Environmentalists tend to believe that the best way to achieve their ends
is to empower governments to command us all to act as environmentalist
would want us to act. Stop using SUVs, save endangered species, preserve
wetlands, recycle, etc., and so forth.

But this is not a reliable way to deal with environmental problems. Yes,
at some particular time a government may make just the laws and issue the
regulations environmentalist want (although even at their most
conscientious this may fail since environmentalists are not exactly sure
what policies will do the environment the most good, what standards should
be deployed, how to prioritize, etc.). But governments, be they mostly
democratic or more dictatorial, tend to follow fashion. This year it may
be environmentalism but next it will be traffic gridlocks, the following
some health concern, and after that who knows what will take center stage. And all
along, of course, there are the innumerable special interest projects that drive
the politicians’ agenda.

If, however, individuals have something to gain from acting prudently in
their lives, from conserving, preserving, saving, being frugal, having
restraint and so forth, there could well be environmentalism afoot without
folks even knowing they are falling in line with the movement. Some of us
travel a lot, for example, and stay at hotels or motels where efforts are
being made to cut back on the use of amenities. Instead of replacing
towels each day, they are now often reused, with the establishment’s
urgings and with full consent of the guests who don’t mind very much using
the same sheets and pillow cases for several days, so long as in case of
special need they can be accommodated. I have noticed that hot water is
sometimes shut off in the wee hours of the morning, something that can
actually inconvenience certain guests—but then they can go elsewhere,
should it matter to them a lot.

When private property rights are strictly identified and protected, there
is actual economic value in being environmentally prudent. Just as one
may not dump one’s trash on the property of one’s neighbor, other kinds
of pollution, once clearly identified, can also be curtailed and the
overall affect is to make the environment more pristine, user friendly.

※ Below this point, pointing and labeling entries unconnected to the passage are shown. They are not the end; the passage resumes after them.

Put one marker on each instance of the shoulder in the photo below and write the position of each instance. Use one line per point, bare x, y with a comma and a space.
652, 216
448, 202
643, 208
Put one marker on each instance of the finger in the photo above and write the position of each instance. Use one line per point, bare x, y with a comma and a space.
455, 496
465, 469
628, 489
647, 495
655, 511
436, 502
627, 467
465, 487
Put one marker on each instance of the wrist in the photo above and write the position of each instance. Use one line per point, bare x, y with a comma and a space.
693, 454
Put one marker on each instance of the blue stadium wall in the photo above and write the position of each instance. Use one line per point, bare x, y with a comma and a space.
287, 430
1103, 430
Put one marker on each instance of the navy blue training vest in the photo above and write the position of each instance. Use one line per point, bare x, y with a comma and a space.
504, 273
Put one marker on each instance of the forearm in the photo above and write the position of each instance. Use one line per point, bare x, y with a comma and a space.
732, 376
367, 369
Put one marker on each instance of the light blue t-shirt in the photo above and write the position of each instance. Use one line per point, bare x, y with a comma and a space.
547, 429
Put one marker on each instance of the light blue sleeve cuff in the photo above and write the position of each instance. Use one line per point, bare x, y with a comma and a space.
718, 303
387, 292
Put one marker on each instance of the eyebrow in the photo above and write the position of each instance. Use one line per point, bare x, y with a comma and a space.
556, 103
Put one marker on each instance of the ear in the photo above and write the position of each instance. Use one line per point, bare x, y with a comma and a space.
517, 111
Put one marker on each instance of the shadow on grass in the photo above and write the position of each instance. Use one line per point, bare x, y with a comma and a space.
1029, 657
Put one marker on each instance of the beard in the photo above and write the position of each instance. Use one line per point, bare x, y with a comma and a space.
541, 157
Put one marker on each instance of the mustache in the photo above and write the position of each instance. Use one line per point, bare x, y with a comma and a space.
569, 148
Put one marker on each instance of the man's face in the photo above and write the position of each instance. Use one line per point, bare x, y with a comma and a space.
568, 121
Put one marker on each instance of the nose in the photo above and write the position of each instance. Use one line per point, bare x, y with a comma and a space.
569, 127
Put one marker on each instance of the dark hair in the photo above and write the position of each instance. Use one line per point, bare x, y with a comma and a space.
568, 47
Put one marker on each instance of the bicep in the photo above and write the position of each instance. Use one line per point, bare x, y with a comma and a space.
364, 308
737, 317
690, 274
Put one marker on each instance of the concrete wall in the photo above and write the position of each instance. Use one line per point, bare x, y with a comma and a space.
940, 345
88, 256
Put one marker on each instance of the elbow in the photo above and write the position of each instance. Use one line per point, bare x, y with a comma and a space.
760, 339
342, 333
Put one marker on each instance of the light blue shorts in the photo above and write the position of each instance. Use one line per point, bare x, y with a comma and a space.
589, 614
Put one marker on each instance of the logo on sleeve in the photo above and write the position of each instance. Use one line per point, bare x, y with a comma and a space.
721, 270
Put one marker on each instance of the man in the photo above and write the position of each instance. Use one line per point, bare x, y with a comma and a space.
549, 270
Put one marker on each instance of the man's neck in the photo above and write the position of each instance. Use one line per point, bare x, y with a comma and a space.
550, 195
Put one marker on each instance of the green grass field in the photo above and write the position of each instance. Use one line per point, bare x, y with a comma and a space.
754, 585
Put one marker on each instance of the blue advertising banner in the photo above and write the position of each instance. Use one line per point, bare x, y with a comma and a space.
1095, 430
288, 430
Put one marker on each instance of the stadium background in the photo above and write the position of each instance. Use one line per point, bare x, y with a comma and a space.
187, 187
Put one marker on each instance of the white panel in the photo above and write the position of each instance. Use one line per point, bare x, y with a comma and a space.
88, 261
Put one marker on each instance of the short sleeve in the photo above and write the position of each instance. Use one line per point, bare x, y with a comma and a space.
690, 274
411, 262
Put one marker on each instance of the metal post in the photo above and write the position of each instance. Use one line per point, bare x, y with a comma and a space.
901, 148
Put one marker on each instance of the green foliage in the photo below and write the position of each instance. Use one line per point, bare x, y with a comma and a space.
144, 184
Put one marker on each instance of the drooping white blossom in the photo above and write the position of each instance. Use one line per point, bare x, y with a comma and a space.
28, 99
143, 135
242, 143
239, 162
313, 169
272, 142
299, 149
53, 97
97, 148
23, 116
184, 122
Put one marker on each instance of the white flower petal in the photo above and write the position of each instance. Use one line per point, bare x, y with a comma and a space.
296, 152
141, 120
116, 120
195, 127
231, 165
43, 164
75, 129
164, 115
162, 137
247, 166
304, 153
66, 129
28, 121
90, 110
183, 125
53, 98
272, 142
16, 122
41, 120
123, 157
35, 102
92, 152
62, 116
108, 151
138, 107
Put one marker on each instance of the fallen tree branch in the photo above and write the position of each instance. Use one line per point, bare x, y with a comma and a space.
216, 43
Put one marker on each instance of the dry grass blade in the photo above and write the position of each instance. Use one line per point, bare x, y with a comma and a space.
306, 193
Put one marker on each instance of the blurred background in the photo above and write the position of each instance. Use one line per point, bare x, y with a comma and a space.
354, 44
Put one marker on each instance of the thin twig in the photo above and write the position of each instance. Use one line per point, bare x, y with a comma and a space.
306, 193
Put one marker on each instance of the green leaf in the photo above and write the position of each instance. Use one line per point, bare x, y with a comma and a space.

Of course such unintended environmentalism rests in large measure on the
belief that people are not intentionally reckless, at least not when the
cost has to be borne by them and if they try to escape it they will be
held accountable. This goes for small estates to massive industrial
firms. Yet, sadly, too many avid environmentalists work toward undermining
the system of private property rights, a system that could be their best
friend. One need but recall the conditions in the Soviet bloc
countries—and, indeed, notice those in some of the states that still
haven’t recovered from their Soviet era mismanagement—to learn how the
tragedy of the commons ruins the environment in many places around the
globe. What happened in most of these places is that some grand, national
plan to promote industrialization overshadowed even the slightest efforts
by citizens to care for their environment. They had no say over the
matter—it was all dealt with from above.

In the approximately free world, in contrast, two things have contributed
to relatively sound environmental policies: the greater respect and
protection afforded to private property rights and the greater wealth, by
far, of the citizenry that can afford to be picky about the environment.
Poor countries, the ones suffering from central government mismanagement,
fail to be heedful of this and their environment is, thus, in pretty lousy

One thing too many environmentalists don’t welcome about this lesson is
that it leaves matters to local control, all the way down to individual
citizens being free to decide how to deal with the environment. Like all
utopian dreamers, these environmentalists trust some superior agency. And
that is how they tend to defeat their very own professed objectives.